A: Currently, dialysis fees in Korea are identical for HD and HVHDF. This means that even though more resources are invested, the compensation is the same. In Japan, when the HVHDF fee was slightly increased above the HD fee in 2012, the implementation rate surged dramatically from 10 percent to 47 percent. Europe also has an HVHDF implementation rate exceeding 50 percent. In contrast, Korea's rate is still only 10 percent.
Changing insurance policies would alter this situation. For example, if differential fees were applied—say, 135,000 won ($97) for HD and 140,000 won for HVHDF—hospitals would readily choose HVHDF. This is the most practical and effective way to improve patient access.
Q: What efforts are needed in the clinical field to spread HVHDF?
A: First is improving awareness of its safety. In the past, concerns about solution contamination or blood flow rate issues hindered adoption; however, with advances in purification technology, no safety issues have been reported. Second is education and sharing experience. Nurses and doctors may feel burdened initially, but within two to three weeks, they can operate it just as easily as they would with HD. Lastly, institutional support is crucial. Hospitals with existing facilities and equipment can implement it immediately, but without adequate reimbursement support, the pace of adoption will inevitably be slow.

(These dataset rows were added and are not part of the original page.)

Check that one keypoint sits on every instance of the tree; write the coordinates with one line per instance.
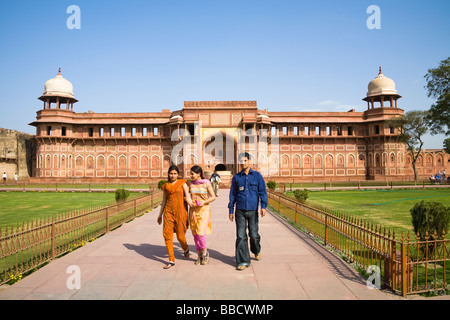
(412, 126)
(438, 86)
(447, 145)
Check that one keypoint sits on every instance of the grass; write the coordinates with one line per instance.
(388, 208)
(19, 207)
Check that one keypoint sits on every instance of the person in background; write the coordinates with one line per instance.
(215, 180)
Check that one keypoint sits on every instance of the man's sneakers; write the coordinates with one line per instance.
(243, 267)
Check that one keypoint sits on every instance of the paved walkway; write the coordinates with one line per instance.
(127, 264)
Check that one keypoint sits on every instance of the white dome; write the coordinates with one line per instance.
(58, 87)
(381, 85)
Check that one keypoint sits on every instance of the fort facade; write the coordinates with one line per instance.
(285, 146)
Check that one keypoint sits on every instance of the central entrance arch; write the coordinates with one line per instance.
(219, 152)
(220, 167)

Q: What would you emphasize for the rapid adoption of HVHDF, and what message would you like to convey to primary care providers?
A: For centers that already have the facilities and equipment for HVHDF but haven't implemented it due to various factors, they can start right away. In practice, it is safe and not difficult. Above all, the satisfaction of providing patients with the best possible treatment is immense.
I believe institutional backing, such as insurance reimbursement policies, is the way to further encourage this. Examining experiences in Europe, or specifically Japan, once such systems are in place, adoption will undoubtedly increase significantly.
However, there is a significant difference between university hospitals and private hospitals. Konkuk University Medical Center has studied and prepared facilities for nearly 20 years, accumulating experience that makes implementation possible. However, private hospitals may not be in the same position.
While uniform implementation may be difficult, it is desirable for hospitals already equipped with the necessary devices and facilities to implement it. This is because, even if better treatments known to date may emerge in the future, it allows for providing the optimal treatment until then.